There is the clicking of share price graphs, the coloured flickering of the London Stock Exchange trading screens, the white noise of Bloomberg TV, and the man himself on the phone ordering his broker to "get two of Aviva at 34" or some such.

Mr Mosley has also now put in a high-speed telephone link at work – he runs the family flooring firm and a motorcycle shop – so he can keep an eye on his positions and make sure he is not losing money while he is out. He has long been able to make money while he is out. His biggest coup was a £6,000 gain on Colt Telecom in 2001, through a CFD set up while he was on the phone to his broker from a Blockbuster video shop.

"The first share I bought was Reuters in 1999 – I had never touched a share in my life – and it went up 40 per cent," he said. "Then I bought Harrier, a tip that was on the telly, and made a stupid amount of money in a week. I wasn't really trading, just buying stocks. Once I'd lost all the money I had won, I went to see a guy who knew about charts, and the rest, as they say...."

The charts he speaks of are not astrological. They are share price charts from which technical analysts can divine levels at which share price moves might reverse, based on previous peaks and troughs, when investors may be tempted to buy or sell. They can guide investment decisions for the medium term as well as the very short term. Mr Mosley is often in and out of a share two or three times in a morning, banking several hundred pounds on a penny or two move in the share price.

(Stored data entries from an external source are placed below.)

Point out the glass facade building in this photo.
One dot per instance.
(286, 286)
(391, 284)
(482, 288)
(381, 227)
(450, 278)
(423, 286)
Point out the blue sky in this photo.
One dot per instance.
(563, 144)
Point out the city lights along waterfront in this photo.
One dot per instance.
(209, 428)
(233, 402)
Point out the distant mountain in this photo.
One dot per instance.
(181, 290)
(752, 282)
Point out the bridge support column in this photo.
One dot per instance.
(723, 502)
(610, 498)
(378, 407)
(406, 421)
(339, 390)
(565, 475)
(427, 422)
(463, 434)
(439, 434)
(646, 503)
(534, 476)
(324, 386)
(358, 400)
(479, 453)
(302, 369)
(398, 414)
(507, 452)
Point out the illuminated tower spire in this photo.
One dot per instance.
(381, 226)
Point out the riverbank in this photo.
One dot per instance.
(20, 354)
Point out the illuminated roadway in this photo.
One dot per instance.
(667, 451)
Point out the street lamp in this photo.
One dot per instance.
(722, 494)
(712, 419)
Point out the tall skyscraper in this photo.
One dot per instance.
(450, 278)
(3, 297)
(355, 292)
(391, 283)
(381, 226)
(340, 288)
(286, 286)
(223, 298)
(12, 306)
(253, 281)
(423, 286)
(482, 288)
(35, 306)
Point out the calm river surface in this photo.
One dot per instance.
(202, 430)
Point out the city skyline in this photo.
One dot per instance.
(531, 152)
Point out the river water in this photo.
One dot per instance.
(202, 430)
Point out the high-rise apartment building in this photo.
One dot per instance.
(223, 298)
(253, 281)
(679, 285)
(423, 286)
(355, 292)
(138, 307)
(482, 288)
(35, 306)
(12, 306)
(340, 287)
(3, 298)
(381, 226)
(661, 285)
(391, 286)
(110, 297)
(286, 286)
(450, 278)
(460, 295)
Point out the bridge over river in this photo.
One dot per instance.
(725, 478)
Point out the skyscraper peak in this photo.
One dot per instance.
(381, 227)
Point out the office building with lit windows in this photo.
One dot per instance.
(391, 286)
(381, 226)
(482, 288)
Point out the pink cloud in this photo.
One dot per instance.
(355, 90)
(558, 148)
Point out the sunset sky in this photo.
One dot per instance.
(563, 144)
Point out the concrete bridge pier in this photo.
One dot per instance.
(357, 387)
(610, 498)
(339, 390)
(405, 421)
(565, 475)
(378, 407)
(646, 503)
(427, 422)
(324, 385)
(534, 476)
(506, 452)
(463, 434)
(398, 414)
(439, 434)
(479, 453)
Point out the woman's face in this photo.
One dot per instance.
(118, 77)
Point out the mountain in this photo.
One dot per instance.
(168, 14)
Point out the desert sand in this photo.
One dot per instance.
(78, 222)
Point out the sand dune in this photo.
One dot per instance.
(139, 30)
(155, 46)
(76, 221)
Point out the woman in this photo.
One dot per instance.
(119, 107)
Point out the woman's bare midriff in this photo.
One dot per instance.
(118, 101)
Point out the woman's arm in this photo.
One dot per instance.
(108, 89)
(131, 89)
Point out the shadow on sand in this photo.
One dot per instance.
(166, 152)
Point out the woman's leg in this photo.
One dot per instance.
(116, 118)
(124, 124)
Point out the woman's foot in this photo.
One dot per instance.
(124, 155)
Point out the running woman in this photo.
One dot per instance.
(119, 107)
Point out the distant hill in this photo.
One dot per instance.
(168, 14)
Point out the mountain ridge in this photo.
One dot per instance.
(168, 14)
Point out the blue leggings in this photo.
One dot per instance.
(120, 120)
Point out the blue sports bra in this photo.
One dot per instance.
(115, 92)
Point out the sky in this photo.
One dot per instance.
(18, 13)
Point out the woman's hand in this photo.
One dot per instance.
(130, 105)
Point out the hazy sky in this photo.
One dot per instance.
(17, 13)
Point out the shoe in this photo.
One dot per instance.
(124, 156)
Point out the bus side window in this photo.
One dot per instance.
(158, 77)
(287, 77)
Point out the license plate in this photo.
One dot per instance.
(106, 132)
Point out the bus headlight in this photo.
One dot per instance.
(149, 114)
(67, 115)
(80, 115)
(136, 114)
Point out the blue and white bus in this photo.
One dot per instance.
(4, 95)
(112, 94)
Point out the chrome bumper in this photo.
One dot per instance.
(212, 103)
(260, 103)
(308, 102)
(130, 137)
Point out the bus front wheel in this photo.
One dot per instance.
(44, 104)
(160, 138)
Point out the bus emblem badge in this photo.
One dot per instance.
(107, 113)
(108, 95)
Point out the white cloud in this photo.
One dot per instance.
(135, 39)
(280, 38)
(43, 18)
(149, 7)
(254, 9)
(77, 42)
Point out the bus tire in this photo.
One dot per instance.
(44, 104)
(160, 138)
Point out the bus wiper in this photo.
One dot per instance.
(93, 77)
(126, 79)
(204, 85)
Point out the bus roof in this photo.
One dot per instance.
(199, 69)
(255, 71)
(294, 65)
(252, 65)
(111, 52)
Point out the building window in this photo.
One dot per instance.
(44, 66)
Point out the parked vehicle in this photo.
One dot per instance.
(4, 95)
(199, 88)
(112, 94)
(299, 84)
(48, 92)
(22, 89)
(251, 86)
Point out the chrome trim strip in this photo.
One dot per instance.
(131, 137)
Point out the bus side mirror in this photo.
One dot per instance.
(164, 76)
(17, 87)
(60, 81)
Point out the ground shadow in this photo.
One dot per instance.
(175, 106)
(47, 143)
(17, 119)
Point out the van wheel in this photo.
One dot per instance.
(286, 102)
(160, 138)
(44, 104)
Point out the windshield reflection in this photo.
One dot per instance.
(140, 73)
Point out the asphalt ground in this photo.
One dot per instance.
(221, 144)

Mr Eaton often trades shares of companies despite having a hazy or even no knowledge of what they do. "I don't know anything," he said. "I don't ever have the news on and I don't read the Financial Times. If something is going on, 1,000 people will always know it before I do anyway," he says. "Leave that sort of trading to the boys at Goldman Sachs." There are as many different strategies as there are traders. Fundamental analysis of company accounts has served the ubiquitous Simon Cawkwell – the bear raider known as Evil Knievil – well over many years.

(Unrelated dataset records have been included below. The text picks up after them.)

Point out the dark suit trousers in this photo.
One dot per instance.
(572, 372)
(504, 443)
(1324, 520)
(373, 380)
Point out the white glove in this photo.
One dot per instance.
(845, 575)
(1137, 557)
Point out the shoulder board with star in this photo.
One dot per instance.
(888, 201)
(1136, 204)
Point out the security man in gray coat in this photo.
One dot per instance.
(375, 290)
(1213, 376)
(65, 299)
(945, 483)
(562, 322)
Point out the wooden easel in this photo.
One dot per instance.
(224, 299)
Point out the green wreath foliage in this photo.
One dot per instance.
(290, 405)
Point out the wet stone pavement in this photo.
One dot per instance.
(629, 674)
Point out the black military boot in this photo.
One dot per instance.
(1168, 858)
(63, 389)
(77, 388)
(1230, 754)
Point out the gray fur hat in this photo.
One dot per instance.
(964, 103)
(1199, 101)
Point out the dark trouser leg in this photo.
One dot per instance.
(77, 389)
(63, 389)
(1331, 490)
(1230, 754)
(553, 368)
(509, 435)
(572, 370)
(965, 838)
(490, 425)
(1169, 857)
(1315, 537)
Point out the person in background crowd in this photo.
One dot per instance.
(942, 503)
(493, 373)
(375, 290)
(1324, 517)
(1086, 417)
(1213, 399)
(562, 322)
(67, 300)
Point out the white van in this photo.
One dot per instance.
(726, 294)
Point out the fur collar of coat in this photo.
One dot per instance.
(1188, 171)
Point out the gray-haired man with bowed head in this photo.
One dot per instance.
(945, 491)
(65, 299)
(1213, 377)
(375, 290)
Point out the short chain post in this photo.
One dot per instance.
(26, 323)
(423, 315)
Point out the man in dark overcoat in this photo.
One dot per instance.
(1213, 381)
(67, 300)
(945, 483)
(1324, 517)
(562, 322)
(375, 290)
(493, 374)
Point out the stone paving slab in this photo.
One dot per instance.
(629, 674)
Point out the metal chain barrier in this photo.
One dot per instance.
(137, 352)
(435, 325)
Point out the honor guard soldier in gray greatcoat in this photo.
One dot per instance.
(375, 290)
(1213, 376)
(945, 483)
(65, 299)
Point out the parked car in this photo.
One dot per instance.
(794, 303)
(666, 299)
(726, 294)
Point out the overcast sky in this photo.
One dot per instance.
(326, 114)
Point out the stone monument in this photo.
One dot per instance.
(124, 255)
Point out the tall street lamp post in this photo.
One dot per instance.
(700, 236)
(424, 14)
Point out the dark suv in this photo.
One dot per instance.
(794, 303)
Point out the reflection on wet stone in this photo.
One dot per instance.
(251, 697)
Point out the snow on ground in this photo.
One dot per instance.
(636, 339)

Others chase the latest bar-room gossip, seeking and repeating rumours of takeovers or profit warnings, spending their day in an endless round of phone calls that will almost certainly include one from "Jimmy from Glasgow", another of the great characters unbowed by the bear market.

And there are the computer geeks who can spot the automated trading strategies set up for the computers of the big hedge funds, which may buy small parcels of shares at given intervals. The best geeks of all can make money by studying the Stock Exchange order book and beating the computers at their own game.

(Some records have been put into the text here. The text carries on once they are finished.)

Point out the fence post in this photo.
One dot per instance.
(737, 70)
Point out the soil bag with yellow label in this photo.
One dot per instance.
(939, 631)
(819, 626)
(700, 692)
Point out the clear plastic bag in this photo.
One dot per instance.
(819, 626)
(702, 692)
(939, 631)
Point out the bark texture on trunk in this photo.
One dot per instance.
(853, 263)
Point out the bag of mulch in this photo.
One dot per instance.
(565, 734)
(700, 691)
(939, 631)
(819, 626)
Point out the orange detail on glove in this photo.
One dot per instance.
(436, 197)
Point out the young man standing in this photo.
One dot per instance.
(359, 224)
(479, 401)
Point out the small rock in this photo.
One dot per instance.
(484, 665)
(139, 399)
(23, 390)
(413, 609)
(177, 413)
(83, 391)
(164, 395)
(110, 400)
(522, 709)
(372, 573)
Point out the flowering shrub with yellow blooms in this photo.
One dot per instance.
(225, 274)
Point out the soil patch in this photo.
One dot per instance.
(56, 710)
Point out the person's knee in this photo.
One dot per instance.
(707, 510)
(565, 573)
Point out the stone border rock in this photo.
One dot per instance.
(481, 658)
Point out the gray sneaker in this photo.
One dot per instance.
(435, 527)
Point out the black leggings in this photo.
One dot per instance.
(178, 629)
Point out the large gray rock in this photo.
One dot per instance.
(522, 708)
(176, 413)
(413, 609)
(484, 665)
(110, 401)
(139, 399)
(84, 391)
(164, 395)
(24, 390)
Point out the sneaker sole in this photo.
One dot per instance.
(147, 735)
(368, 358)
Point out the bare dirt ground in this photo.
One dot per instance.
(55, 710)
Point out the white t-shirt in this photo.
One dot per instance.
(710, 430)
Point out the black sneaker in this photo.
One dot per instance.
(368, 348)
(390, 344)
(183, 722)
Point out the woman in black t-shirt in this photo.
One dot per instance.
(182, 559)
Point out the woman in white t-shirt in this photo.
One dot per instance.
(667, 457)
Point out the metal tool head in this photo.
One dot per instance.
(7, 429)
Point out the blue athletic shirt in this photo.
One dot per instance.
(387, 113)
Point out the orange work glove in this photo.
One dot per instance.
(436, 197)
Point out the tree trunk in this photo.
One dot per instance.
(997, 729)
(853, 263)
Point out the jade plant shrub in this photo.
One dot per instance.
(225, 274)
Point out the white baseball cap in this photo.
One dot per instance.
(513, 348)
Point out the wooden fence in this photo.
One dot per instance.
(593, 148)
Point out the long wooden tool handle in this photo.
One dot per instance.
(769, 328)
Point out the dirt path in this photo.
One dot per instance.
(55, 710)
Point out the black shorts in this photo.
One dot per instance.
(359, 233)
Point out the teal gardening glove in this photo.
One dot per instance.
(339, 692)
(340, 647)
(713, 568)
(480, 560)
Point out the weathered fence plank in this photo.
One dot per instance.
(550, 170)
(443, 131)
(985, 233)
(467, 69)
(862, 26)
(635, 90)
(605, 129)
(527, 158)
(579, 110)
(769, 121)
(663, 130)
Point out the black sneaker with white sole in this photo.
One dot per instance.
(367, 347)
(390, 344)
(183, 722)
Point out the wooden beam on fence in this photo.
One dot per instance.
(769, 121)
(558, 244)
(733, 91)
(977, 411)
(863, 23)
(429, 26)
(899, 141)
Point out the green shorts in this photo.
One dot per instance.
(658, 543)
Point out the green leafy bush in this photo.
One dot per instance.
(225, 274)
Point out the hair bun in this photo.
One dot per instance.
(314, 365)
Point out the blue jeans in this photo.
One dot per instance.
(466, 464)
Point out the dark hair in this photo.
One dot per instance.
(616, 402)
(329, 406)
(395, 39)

When The Independent visited Mr Mosley last week, he was having a mixed morning. He was betting on falls by shares in Reuters and WPP, which weren't going down, and Barclays and Aviva, which mostly were.

At different points he was variously up £1,500 and down £200 before closing the day with a whopping £1,900 profit from the £10,000 deposit with his broker, GNI. Since then, the gains have grown further, as his bearish outlook stood him in good stead this week.

"I've missed trains for this," he says. "It is addictive because where else can you make this sort of money so quickly? There is lap dancing, I suppose, but I'm not too well qualified for that."

The jargon

A contract for difference is so called because it is a legal contract with a broker. He agrees to pay you the difference between the price at which he buys shares on your behalf and the price at which you tell him to sell them. If there is a loss, you agree to pay him the difference. At no point do you own the shares, just an interest in the gains or losses from those the broker has bought in the market.

You do not have to put up all the cost of the shares, as you would if you were buying or borrowing them directly. Deposits can be as low as 10 per cent, so a £10,000 account with a CFD broker could allow you to speculate on £100,000 worth of shares.

If you were trading shares directly, you would need to be a short seller to profit from stocks going down. Direct short selling involves borrowing shares to sell and returning them with shares bought at what you hope will be a lower price. Selling and buying back a CFD is as simple as buying and selling one. The explosion of short selling during the bear market has mainly been done using contracts for difference.